The day had started badly. She slept in, waking around midday feeling groggy and drained. And she felt distinctly miserable, even sadder than usual, on the brink of tears. She went straight up to the attic with a mug of tea, then sat in the big old armchair that used to be her father’s and let the tears spill over. She let herself cry until her head ached and her eyes stung.
In the afternoon, after Tim had gone to work, she left the attic and went to the kitchen. She searched the fridge. Milk, cheese, eggs, ham, a half-empty bottle of Coke. There was a loaf of yesterday’s bread in the pantry. Tim was good at making sure there was always something in the house. But she didn’t want a sandwich, she didn’t want eggs. She wanted a big bowl of soup and fresh, crusty bread.
The more she imagined the soup the larger the idea of it became in her head. She not only wanted it, she needed it. It was such a reasonable thing to want, why couldn’t she have it?
She found her purse, put her shoes on. She would go to the shops; simply walk outside, turn towards Manly and walk down to the supermarket. No big deal.
She went out the front door, pulling it shut behind her and walked down the path, towards the gate. If she went quickly enough, without thinking, she’d make it. She’d get there. She wouldn’t vomit, or cry, or collapse in a breathless heap on the floor, wouldn’t have to be a prisoner to her own fears.
She ma
de it to the gate and started along the footpath towards Manly. She walked very quickly at first, head down, determined, concentrating only on the movement of her feet against the footpath, trying to ignore the black knot of fear that was unravelling in her mind, filling its spaces. But with each step, her breathing got more strained. Her heart started to pound, her hands to tremble and sweat.

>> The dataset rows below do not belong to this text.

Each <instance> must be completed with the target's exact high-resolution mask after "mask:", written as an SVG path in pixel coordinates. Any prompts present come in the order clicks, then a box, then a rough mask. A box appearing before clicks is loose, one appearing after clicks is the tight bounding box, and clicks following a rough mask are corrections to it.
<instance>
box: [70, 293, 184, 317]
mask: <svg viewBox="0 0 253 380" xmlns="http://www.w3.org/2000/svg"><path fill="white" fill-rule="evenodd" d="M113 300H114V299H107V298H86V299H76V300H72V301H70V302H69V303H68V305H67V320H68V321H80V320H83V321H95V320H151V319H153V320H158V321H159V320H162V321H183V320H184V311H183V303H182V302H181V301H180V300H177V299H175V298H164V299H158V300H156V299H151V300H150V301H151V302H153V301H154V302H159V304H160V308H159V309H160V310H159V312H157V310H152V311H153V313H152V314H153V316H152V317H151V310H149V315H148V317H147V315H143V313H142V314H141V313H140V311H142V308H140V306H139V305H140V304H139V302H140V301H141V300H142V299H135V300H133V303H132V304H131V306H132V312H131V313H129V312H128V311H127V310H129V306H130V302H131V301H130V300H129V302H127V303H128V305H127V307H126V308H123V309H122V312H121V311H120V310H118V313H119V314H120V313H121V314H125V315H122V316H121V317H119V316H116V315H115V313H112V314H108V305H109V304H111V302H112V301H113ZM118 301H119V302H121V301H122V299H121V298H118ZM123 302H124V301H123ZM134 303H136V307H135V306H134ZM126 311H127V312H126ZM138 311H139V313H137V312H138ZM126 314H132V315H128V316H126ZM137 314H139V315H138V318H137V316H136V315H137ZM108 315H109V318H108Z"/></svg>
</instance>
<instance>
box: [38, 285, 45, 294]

She felt her stomach churn, her bowels twist. Her heart was beating so fast and so hard, she was sure it was visible through her chest. She looked around her in panic, terrified that she’d be noticed. If someone offered her help right now, or asked if she was okay, she’d be unable to answer. Being seen would only make things worse. She would die of humiliation.
She turned her face to the sky, squeezing her eyes shut to hold back the tears. She could see a weak patch of sunshine through the clouds, through her eyelids; she could see the red of her own blood. It was such a benign afternoon, and there was so obviously nothing to be afraid of out here . . . She tried to breathe: in and out, in and out, in and out. It was no good. Her mind and body were reacting to a simple walk as if she were fleeing a hungry lion. She was pathetic, weak, hopeless. She turned around and headed back to the house, almost running the last ten metres to the front door.
Once she got inside she went to the kitchen, found the box of pills she kept in the cabinet above the fridge. She took four valium with a sip of Coke from the bottle in the fridge. The label said to take one, two at most, but she needed this to work, she craved the cotton-wool cloudiness of a valium mind. Sweet oblivion. She closed the fridge door and pressed her back against it, let herself sink to the floor. She wept noisily into her hands.
When she became too uncomfortable and sore, she got up. The valium had dulled the sharpest edges, but she wanted more. She found some vodka high up in the pantry cupboard and swigged from the bottle. The liquor burned her throat and made her gasp. She took another large drink, and then another.